Local creatives heighten Black identity in comics through Black Spartans
Two Kansas City locals, Juaquan Herron and Brandon Calloway, combined forces to publish and market Calloway’s comic book Black Spartans. Black Spartans was created by Calloway and Herron’s publishing company 2923 Comics helped publish the book.
Black Spartans follows heroes Balbino, Dayanita, and Amara as they face challenges that force them to grow their strength and ideologies of the world as they go from town to town fighting mythical creatures. Their ultimate challenge will be facing the Four Great Demons.
As Balbino, Dayanita, and Amara are keeping people safe from mythical creatures, the Oni are working to try to take back what they believe to be their rightful place as the dominant race. To do this, they want to use the power of the Four Great Demons.
“I always thought that it was cool that you could like sit down and write something and create your own world and make it be literally whatever you wanted it to be, but I always thought it was weird that there are so few worlds that are created where blackness is normalized,” says Calloway.
In a study done by National Research Group, two in three Black Americans feel their stories are not being represented on-screen properly according to NBC News. Although this statistic is about television and movies, it can also be applied to comics. When we think of mainstream Marvel or DC Comics, the majority of the leads are white. Calloway and Herron wanted to bring Black representation to comics.
The creative process for Black Spartans started two years ago. Herron helped Calloway turn his story into a script and then the pages were created with the help of two artists and a colorist. The artists were found by going through at least 1,000 artists through #comicbookartists on Instagram.
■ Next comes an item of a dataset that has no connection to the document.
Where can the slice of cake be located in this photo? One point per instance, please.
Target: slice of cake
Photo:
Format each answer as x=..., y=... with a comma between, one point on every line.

The voices of the artists have never been heard because everything was done virtually. Calloway and Herron have also never met in person.
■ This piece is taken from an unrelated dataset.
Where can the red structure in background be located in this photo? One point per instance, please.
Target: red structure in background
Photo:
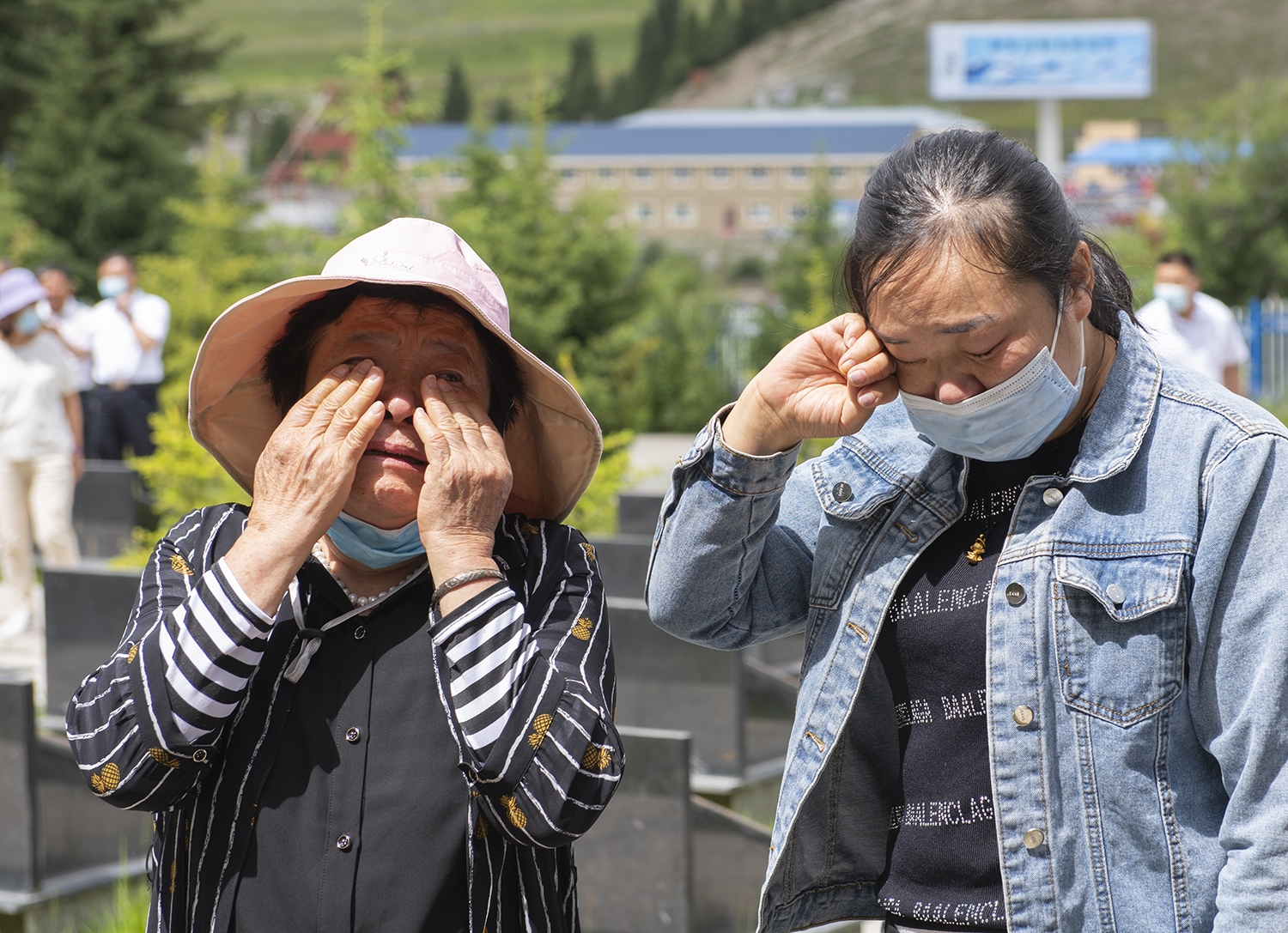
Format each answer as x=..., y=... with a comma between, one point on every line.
x=312, y=141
“The pandemic is definitely a traumatic experience for probably
most people but it also did force the realization or the movement, towards, you know, identifying how much could be done virtually,” says Calloway.
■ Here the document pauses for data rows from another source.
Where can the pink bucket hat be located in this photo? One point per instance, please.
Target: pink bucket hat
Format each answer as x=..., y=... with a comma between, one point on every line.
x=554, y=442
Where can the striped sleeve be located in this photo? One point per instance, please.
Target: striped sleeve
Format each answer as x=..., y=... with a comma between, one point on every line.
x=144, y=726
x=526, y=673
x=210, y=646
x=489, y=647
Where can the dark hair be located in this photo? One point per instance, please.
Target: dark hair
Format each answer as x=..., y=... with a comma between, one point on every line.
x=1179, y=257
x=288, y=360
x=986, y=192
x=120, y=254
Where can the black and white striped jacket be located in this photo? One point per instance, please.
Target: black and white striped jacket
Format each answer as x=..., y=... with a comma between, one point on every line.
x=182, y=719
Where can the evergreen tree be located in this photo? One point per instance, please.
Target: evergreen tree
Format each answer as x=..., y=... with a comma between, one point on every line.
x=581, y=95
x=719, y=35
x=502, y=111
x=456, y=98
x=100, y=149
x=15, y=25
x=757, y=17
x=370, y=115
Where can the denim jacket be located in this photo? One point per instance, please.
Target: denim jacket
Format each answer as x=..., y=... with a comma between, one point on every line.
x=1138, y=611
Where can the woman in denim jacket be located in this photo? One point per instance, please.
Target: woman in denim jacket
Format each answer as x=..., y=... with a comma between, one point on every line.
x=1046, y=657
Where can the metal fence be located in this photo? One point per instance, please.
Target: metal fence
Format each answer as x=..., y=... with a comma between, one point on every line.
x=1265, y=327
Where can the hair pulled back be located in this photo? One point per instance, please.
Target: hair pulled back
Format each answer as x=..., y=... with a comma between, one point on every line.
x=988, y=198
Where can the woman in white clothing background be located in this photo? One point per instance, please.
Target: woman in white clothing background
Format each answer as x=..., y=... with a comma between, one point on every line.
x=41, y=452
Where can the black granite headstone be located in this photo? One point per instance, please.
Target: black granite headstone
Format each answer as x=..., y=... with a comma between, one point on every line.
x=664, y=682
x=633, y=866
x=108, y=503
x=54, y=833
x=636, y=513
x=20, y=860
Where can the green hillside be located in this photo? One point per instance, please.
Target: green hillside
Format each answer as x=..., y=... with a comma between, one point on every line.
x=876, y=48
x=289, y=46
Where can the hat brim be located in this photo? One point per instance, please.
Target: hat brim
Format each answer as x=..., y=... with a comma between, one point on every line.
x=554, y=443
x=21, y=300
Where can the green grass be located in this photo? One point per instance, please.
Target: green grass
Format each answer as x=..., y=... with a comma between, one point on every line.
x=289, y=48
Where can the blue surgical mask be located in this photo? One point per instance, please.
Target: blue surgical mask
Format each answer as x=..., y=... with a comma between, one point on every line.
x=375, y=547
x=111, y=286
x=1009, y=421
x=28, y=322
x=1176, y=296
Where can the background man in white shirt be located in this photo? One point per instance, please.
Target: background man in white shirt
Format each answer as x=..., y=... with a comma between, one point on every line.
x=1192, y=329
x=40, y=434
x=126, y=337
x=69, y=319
When Herron speaks at schools, he tells kids smartphones are a tool, not just something to use social media with. Businesses and projects can be created from our phones. In this day and age, we have knowledge at our fingertips. Herron says he had to go to the encyclopedia to look something up as a child instead of asking Google.
Herron is in the middle of creating an app for comics as well named The Vendors Assistant. When he first started in the comic industry, Herron would ask other creators about vending opportunities, such as Comic-Con or other trade shows, and would often not get a response because he could be competition to the creators.
Herron wanted to give every creator an opportunity to enter the world of comics and other creative outlets. The app would allow people to secure and locate vending opportunities and travel as well as track expenses to strategically save money.
The idea was pitched to Digital Sandbox KC and Herron received a $20,000 grant. The app is being built by ActiveLogic Labs in Overland Park, KS. He tried to work with a minority-owned business, but it did not work out so he decided to work with ActiveLogic Labs.
“I’m just so excited for us and I’m so excited for KC,” says Herron, “We just need individuals to get behind us and really know that we’re running a business.”
Herron has created The Scarlet Knight which is being animated. He is looking for producers for that project. The Scarlet Knight is on Instagram @scarlet_knight2923.
Black Spartan is taking preorders through Indiegogo and is being released in February. The site has raised 38% of its $3,000 goal. The goal is to have a successful launch of the first chapter and then come back in April to release the second chapter.